霜田里絵(医師・医学博士)、鬼塚忠(作家エージェント)

 

「健康で長寿」を実現する人の3つの共通点

鬼塚忠&霜田里絵

(霜田)長年、脳の分野に携わってきて強烈に感じる3つのことがあります。それは「(1)心のあり方(2)脳の使い方(3)基本的な生活習慣=ライフスタイル」これらが大切だということ。

そのような話をすると、ほとんどの患者さんが少なからず拍子抜けした顔をされます。私は、まずは心が意欲的に保たれていなければ、健康で長寿はあり得ないとお伝えしています。

でも、それだけでは長生きできない。どうすれば長寿へとつながるのか? 長年、考え続けてきましたが、最近、あることに気づきました。

(鬼塚)何に気づいたのですか?

(霜田)それは、特に「脳の使い方」が重要だということです。あくまでもMRIで撮影できる範囲での比較となりますが、私は毎年、脳のMRI画像を1,000例以上、今までに累計1万例以上を診ています。

そのうえで言えるのは、機能の局在性に違いはないことと、各パーツの配置や大きさのバランスの違いもさほど見出せないということです。

(鬼塚)ほとんど違いはない、と。

(霜田)はい。見受けられません。前頭葉、側頭葉、頭頂葉、脳幹、小脳。そして右脳と左脳……。与えられた形態や機能の個人差はあまりないと思うのです。では、何が違ってくるのか? それが「脳の使い方」なのです。

 

脳を上手に使って長生きする人の共通する「職業」を発見

(鬼塚)でも、そうは言っても使い方には個人差があると思うので、なかなか「こうすればいい!」と言い切れないところがありませんか?

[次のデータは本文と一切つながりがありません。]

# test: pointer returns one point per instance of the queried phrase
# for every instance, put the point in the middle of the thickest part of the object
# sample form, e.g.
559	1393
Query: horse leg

(霜田)おっしゃる通りです。なので、私は、誰もがわかりやすい事例を収集しはじめました。そこである職業の人たちの共通項を見つけたのです。

現代の日本人こそ男女とも平均寿命が80を超える長寿社会ですが、そうではない時代に、圧倒的な長寿をまっとうした方々がいる。それは「画家」です。

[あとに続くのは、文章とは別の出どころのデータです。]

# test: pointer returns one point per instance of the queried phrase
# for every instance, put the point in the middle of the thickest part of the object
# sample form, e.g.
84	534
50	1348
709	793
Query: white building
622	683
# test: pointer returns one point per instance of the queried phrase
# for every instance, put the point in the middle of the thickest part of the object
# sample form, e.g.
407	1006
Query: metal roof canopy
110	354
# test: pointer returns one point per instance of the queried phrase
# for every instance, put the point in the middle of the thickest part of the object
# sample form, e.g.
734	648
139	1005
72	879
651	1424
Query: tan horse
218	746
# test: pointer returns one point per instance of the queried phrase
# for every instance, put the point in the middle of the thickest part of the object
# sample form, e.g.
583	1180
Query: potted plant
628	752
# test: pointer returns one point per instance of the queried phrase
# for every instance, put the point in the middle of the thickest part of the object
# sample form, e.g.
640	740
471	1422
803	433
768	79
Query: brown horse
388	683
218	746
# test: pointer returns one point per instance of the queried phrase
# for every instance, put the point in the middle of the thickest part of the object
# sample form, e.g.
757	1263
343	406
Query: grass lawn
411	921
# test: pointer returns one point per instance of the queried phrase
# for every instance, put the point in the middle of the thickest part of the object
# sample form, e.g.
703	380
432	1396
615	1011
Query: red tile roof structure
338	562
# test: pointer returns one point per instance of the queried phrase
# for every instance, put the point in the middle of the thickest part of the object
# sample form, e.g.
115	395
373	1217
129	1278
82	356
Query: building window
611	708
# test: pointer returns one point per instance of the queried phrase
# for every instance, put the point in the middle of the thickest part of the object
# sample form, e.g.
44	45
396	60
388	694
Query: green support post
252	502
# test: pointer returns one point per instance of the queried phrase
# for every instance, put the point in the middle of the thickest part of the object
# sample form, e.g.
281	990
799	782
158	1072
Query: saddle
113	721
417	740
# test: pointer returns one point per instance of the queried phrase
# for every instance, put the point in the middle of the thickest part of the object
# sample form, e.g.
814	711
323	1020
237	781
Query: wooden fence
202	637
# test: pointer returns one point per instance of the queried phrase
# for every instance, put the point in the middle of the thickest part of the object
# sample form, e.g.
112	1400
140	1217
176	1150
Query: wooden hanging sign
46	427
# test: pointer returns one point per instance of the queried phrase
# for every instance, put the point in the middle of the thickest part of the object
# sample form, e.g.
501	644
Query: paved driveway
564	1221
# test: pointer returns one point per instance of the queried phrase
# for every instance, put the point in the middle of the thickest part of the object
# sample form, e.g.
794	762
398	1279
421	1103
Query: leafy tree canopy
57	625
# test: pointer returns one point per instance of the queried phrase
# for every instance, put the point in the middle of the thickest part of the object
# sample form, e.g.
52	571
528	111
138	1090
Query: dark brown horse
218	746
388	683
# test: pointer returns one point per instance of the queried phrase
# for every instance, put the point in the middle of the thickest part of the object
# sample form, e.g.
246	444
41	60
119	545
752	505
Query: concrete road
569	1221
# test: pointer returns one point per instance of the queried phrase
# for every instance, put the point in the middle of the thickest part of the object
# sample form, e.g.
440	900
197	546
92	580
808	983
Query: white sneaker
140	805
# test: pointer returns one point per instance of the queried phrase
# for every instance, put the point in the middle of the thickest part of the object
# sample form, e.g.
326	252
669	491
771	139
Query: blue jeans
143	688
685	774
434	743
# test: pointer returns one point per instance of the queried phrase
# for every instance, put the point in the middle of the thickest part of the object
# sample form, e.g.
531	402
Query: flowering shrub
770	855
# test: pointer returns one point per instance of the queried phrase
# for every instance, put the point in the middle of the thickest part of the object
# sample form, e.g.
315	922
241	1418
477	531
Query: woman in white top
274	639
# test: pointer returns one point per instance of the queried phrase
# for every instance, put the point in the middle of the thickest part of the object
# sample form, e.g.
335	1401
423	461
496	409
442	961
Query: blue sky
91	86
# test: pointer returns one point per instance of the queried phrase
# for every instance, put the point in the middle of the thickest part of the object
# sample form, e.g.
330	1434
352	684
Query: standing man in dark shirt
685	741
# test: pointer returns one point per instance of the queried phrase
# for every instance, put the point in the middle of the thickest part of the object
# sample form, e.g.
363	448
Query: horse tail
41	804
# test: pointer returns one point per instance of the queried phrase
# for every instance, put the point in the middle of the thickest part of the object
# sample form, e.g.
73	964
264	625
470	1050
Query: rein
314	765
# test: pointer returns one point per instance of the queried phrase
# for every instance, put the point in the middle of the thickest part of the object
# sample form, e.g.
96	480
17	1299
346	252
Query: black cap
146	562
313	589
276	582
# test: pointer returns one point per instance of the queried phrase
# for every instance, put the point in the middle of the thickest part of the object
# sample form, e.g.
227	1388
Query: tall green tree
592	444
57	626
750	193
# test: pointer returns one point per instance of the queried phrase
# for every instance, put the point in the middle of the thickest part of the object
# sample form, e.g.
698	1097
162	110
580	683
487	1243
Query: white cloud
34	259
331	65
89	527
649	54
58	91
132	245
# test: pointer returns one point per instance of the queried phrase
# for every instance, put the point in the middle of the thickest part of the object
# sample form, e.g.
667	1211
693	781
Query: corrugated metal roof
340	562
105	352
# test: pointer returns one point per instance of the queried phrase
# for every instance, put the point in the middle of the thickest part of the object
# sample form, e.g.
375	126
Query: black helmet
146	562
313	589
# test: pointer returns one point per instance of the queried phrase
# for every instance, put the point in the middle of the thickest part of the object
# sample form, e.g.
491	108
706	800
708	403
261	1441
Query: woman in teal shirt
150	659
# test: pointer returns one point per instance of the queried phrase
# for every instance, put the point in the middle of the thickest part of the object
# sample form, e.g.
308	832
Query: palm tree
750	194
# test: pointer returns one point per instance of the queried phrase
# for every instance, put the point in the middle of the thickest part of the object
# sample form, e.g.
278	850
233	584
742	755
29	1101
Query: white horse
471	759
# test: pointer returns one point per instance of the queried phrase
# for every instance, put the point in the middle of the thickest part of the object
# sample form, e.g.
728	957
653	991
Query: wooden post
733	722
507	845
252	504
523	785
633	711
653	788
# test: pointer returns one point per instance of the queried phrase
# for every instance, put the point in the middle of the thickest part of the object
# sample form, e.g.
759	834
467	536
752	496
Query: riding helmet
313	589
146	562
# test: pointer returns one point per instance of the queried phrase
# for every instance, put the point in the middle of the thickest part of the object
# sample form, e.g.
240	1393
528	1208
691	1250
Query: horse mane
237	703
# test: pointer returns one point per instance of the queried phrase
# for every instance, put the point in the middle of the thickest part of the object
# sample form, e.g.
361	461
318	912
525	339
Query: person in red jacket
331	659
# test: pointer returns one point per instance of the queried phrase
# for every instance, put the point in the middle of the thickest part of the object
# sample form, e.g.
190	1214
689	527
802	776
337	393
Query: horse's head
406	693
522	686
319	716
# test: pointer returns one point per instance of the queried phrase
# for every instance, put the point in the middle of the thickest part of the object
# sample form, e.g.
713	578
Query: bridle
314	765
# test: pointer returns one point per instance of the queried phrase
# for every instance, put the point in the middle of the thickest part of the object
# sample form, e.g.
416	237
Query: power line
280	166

世界的に知られている著名な画家たち……東山魁夷90歳 横山大観89歳 葛飾北斎89歳 パブロ・ピカソ91歳 サルバドール・ダリ84歳、マルク・シャガール98歳 片岡球子103歳、クロード・モネ86歳、ミケランジェロ88歳などなど。みんな健康的な長寿で、自分の一生をまっとうされた方たちばかりなのです。

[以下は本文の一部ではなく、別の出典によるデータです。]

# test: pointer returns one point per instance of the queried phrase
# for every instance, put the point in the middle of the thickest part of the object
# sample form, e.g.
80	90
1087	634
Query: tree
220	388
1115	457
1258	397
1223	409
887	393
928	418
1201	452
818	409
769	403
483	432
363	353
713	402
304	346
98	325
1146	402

(鬼塚)すごい年齢ですね。調べると明治・大正の日本人の平均寿命は43歳。50歳に達したのは戦後すぐの1947年ですね。特に葛飾北斎は江戸時代で医療も環境衛生も整っていない時代に、この年齢まで生きたのですから驚きです。

彼の生涯を見てみると、何と! 93回も転居しています。終の住処どころか、絵を描くための環境を求め続けた表れなのでしょう。自分が描きたくなる欲求に任せて、いろいろなところに移動していったようですね。

片づけ下手だったことでも有名ですが。当時の平均寿命の倍も生きわけですから、今の感覚だと160歳まで生きたということですね。北斎も含め、一流の画家たちは、みんな長寿だと。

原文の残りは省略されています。